Né en 1963, Mano Solo (de son vrai nom Emmanuel Cabut) commence à jouer dans divers groupes de rock dans les années 1980. En 1993, il publie un premier album, La marmaille nue, sublime et disque d'or pour plus de 100 000 ventes. Dès sa sortie, les textes douloureux, poétiques et rageurs donnent une vision du monde sombre mais pas cynique, sur des airs rock, latinos et "chanson réaliste".

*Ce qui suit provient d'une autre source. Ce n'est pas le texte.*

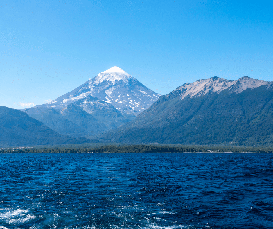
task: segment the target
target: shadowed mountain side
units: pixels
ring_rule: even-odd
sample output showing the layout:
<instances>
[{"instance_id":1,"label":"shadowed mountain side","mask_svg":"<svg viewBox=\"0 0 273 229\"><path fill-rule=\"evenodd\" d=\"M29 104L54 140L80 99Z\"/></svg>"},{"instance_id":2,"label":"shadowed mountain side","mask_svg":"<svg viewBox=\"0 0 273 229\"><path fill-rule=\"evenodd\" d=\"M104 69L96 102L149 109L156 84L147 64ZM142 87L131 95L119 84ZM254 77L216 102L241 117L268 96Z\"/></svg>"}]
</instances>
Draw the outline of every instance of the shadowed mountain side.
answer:
<instances>
[{"instance_id":1,"label":"shadowed mountain side","mask_svg":"<svg viewBox=\"0 0 273 229\"><path fill-rule=\"evenodd\" d=\"M90 96L61 109L40 107L25 112L58 133L73 137L112 130L134 117L127 114L125 117L111 104Z\"/></svg>"},{"instance_id":2,"label":"shadowed mountain side","mask_svg":"<svg viewBox=\"0 0 273 229\"><path fill-rule=\"evenodd\" d=\"M0 107L0 146L85 143L83 138L76 139L58 134L24 112L6 107Z\"/></svg>"},{"instance_id":3,"label":"shadowed mountain side","mask_svg":"<svg viewBox=\"0 0 273 229\"><path fill-rule=\"evenodd\" d=\"M181 87L180 87L180 88ZM272 83L240 93L227 89L161 96L132 121L100 139L134 143L273 146ZM233 90L233 89L232 89Z\"/></svg>"}]
</instances>

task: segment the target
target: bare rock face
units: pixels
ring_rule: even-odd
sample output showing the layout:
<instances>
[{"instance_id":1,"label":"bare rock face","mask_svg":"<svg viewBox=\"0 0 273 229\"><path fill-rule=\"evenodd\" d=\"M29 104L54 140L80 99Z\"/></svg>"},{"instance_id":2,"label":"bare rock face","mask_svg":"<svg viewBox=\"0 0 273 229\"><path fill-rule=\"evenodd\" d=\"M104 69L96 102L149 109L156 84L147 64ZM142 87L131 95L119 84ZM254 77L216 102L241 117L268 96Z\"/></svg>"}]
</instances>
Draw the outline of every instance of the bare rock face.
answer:
<instances>
[{"instance_id":1,"label":"bare rock face","mask_svg":"<svg viewBox=\"0 0 273 229\"><path fill-rule=\"evenodd\" d=\"M115 67L44 105L60 109L89 95L112 104L122 113L135 116L150 107L161 96Z\"/></svg>"},{"instance_id":2,"label":"bare rock face","mask_svg":"<svg viewBox=\"0 0 273 229\"><path fill-rule=\"evenodd\" d=\"M101 140L273 146L273 81L199 80L162 96Z\"/></svg>"}]
</instances>

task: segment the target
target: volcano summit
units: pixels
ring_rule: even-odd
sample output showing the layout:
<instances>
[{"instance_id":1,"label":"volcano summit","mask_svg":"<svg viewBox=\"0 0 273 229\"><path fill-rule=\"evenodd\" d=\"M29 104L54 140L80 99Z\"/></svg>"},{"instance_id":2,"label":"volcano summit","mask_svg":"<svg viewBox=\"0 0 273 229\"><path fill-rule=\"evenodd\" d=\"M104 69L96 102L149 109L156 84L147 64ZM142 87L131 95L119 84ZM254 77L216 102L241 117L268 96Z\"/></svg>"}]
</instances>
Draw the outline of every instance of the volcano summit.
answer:
<instances>
[{"instance_id":1,"label":"volcano summit","mask_svg":"<svg viewBox=\"0 0 273 229\"><path fill-rule=\"evenodd\" d=\"M25 112L62 134L88 137L132 120L160 96L114 67L50 102Z\"/></svg>"}]
</instances>

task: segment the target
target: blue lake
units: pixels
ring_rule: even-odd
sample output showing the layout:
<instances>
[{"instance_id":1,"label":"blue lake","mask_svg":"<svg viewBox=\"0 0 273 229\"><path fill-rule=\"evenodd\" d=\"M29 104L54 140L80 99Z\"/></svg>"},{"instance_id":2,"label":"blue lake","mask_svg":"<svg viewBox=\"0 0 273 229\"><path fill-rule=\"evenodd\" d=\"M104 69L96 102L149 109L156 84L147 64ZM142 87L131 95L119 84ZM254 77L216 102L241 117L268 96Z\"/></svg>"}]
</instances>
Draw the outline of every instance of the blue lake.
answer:
<instances>
[{"instance_id":1,"label":"blue lake","mask_svg":"<svg viewBox=\"0 0 273 229\"><path fill-rule=\"evenodd\" d=\"M273 228L272 153L0 159L0 229Z\"/></svg>"}]
</instances>

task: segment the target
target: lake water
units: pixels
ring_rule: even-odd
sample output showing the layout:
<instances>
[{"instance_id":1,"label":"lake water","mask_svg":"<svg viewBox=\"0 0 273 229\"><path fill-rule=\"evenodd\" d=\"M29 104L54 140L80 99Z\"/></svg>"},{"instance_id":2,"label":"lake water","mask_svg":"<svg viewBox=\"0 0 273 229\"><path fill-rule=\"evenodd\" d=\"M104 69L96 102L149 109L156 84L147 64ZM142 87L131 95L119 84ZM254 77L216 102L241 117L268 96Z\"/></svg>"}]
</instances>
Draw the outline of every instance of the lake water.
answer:
<instances>
[{"instance_id":1,"label":"lake water","mask_svg":"<svg viewBox=\"0 0 273 229\"><path fill-rule=\"evenodd\" d=\"M272 228L272 156L0 155L0 229Z\"/></svg>"}]
</instances>

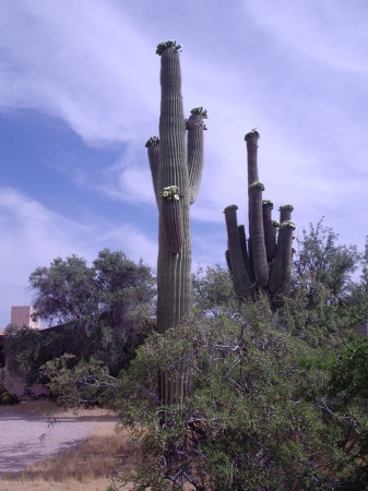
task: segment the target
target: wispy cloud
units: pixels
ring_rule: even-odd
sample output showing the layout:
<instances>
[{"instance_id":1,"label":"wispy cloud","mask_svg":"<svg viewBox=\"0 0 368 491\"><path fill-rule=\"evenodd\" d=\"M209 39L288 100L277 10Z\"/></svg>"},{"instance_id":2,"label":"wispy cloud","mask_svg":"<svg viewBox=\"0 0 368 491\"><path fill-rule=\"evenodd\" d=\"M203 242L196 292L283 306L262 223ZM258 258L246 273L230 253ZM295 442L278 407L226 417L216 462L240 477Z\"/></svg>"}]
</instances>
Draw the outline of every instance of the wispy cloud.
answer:
<instances>
[{"instance_id":1,"label":"wispy cloud","mask_svg":"<svg viewBox=\"0 0 368 491\"><path fill-rule=\"evenodd\" d=\"M91 191L91 200L97 191L119 206L142 205L142 215L135 208L131 220L119 217L119 206L105 220L85 219L76 212L73 217L61 208L50 212L32 190L27 196L8 190L0 217L9 230L3 278L24 284L24 271L55 255L81 251L93 259L99 248L115 243L155 263L155 238L142 225L152 220L155 207L144 143L158 131L154 49L169 37L183 44L186 113L204 106L210 115L202 187L191 209L194 261L223 261L225 206L238 204L239 220L246 221L244 135L253 127L261 133L266 197L276 207L294 204L299 227L325 215L343 242L361 246L367 233L361 229L368 181L367 23L364 0L235 0L227 9L218 0L188 0L175 8L169 0L3 0L0 110L34 108L57 116L91 147L121 144L120 155L98 160L100 167L68 164L61 155L52 165L84 196ZM15 265L13 253L21 258Z\"/></svg>"},{"instance_id":2,"label":"wispy cloud","mask_svg":"<svg viewBox=\"0 0 368 491\"><path fill-rule=\"evenodd\" d=\"M1 303L0 318L9 318L14 303L29 302L27 278L56 256L76 254L93 261L99 250L123 250L134 261L155 265L157 244L133 223L81 223L52 213L13 189L0 189Z\"/></svg>"}]
</instances>

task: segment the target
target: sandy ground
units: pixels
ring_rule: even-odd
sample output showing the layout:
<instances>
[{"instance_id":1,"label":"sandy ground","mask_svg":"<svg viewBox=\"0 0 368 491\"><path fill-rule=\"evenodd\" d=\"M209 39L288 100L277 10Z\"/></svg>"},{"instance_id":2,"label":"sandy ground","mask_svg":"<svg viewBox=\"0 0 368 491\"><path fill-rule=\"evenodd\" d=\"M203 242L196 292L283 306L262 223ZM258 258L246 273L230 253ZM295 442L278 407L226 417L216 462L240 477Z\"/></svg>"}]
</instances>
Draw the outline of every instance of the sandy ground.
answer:
<instances>
[{"instance_id":1,"label":"sandy ground","mask_svg":"<svg viewBox=\"0 0 368 491\"><path fill-rule=\"evenodd\" d=\"M23 403L0 410L0 474L78 445L98 424L115 421L102 410L60 412L51 404Z\"/></svg>"}]
</instances>

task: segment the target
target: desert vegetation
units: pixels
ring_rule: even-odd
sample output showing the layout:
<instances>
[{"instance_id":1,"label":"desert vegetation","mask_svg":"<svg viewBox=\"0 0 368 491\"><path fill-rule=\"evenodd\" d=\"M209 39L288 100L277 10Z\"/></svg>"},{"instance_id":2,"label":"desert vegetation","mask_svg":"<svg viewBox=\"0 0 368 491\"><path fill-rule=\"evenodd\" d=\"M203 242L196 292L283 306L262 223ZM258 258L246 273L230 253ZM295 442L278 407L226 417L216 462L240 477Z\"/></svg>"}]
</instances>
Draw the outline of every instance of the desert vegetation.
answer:
<instances>
[{"instance_id":1,"label":"desert vegetation","mask_svg":"<svg viewBox=\"0 0 368 491\"><path fill-rule=\"evenodd\" d=\"M129 470L138 491L367 489L368 337L354 326L368 319L368 242L363 252L341 246L321 219L296 233L293 253L293 207L281 207L277 232L254 130L246 135L250 241L228 206L229 272L191 274L189 209L206 111L183 118L180 48L157 47L159 136L146 143L159 213L157 290L150 268L122 252L102 251L91 267L56 259L31 286L38 313L63 326L50 335L10 326L9 369L64 406L114 410L129 431L122 445L139 452ZM108 446L126 474L119 436Z\"/></svg>"}]
</instances>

Il révèle très rapidement sa séropositivité, tant ses textes en sont empreints. Au début des années 1980, il se drogue beaucoup et baise beaucoup -à l'époque, la capote n'est pas encore de mise. En 1986, il apprend qu'il est séropositif. Même s'il en parle plus ou moins dans ses chansons, il refuse d'en faire un fond de commerce. En 1995, lors d'un concert, il déclare "J'ai une bonne et une mauvaise nouvelles. La bonne, c'est que je ne suis plus séropositif ; la mauvaise, c'est que j'ai le SIDA". Il obtient plusieurs disques d'or dans les années 1990 avec le succès des albums Les années sombres (1995), Je sais pas trop (1997) ou Dehors (2000). Son dernier disque, Rentrer au port, est sorti en septembre 2009.
Je ne connais pas très bien toute la discographie de Mano Solo, mais son très beau premier album, La marmaille nue, contient l'une des plus belles chansons sur l'absence que je connaisse, Trop de silence.
Sans toi, sans moi, sans nous, sans rien
Comme en vacances dans un pays aux murs trop blancs
Où viennent en nombre buter les idées sombres
Sur les décombres d'un cœur qui sombre
Il y a trop, beaucoup trop de silence dans mes vacances
Sans te parler, sans t'appeler
Sans t'écrire, sans rien choisir
Sans rien attendre, sans rien entendre
Sans rien comprendre
Sans sentir ta voix et tes mots posés sur moi
Sans entendre la musique de ta peau sur mes draps
Il y a trop, beaucoup trop de silence dans mes vacances
J'ai pas vu ce matin sortir tes fesses de nos draps sales
J'ai pas senti ta main dans mes cheveux
Comme pour me réchauffer le rêve
J'ai pas senti ton souffle dans mon cou
Ni ta bouche susurrer un "salut, à plus tard"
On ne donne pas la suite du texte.